We vragen ook specifieke aandacht voor het lessenpakket voor het basis- en het secundair onderwijs waar ook specifieke acties worden gevraagd. We vragen aandacht voor de verbetering van de mobiliteit in de Westhoek, voor de samenwerkingsverbanden tussen de NMBS en De Lijn, naast het grensoverschrijdend perspectief in het kader van Nord-Pas de Calais. De educatieve arrangementen en inleefsessies moeten worden uitgewerkt.
Het belang op toeristisch-recreatief vlak mag niet worden vergeten. Er worden battlefieldarrangementen en toeristische stimuli uitgewerkt. Het seminarie- en congrestoerisme moet aandacht krijgen. Er wordt daarbij verwezen naar de mogelijkheden van de RUP's.
Ik wil ook nog verwijzen naar het vademecum 'Omgaan met bodemvondsten en opgravingen uit Wereldoorlog I' dat op 1 maart 2004 door de gouverneur van West-Vlaanderen werd uitgevaardigd.

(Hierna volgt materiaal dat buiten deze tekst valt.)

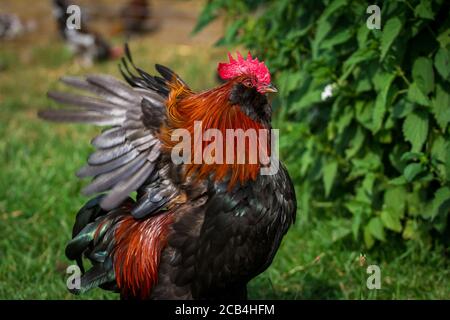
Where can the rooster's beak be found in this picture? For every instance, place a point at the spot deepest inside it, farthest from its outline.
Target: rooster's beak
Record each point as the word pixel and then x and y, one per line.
pixel 270 88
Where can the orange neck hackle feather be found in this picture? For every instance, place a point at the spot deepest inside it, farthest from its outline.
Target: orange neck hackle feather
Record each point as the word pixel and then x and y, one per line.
pixel 214 111
pixel 137 253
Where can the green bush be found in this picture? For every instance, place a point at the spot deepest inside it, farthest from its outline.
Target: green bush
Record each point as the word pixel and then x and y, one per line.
pixel 377 152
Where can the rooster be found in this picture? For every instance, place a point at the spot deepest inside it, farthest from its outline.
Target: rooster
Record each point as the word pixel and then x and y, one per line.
pixel 193 231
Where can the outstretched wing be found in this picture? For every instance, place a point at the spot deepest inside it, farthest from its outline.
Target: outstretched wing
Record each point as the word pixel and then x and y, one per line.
pixel 127 153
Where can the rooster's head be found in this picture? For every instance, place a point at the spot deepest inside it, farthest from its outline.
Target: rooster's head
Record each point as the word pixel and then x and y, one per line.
pixel 248 72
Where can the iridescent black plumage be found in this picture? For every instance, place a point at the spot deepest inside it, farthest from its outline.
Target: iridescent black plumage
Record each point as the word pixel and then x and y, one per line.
pixel 216 240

Hier wordt gepleit voor een sluitende dienstverlening inzake de berging, identificatie en begraving van stoffelijke overschotten van soldaten. Ik vraag ter zake om verdere acties. (Applaus)
De heer Caron heeft het woord.
Ik ben geen mede-indiener van dit voorstel van resolutie, maar ik wil er mijn appreciatie voor uitspreken. De indieners maken een interessante combinatie tussen zorg voor het erfgoed, de levendige herinnering aan de oorlog, de vredesthematiek, de landschapswaarde en de toeristische ontwikkeling. Het is een mooi voorbeeld van de combinatie tussen duurzame ontwikkeling van natuur en landschap, aandacht voor de vrede en economische ontwikkeling.
De heer Peumans heeft het woord.
Mijn fractie zal dit voorstel van resolutie uiteraard steunen. We zijn blij dat het idee dat werd gelanceerd door toenmalig minister Bourgeois op deze manier door de meerderheid wordt gecontinueerd.
Vraagt nog iemand het woord? (Neen)
De bespreking is gesloten.
We zullen morgen de stemming over het amendement en de hoofdelijke stemming over het voorstel van resolutie houden.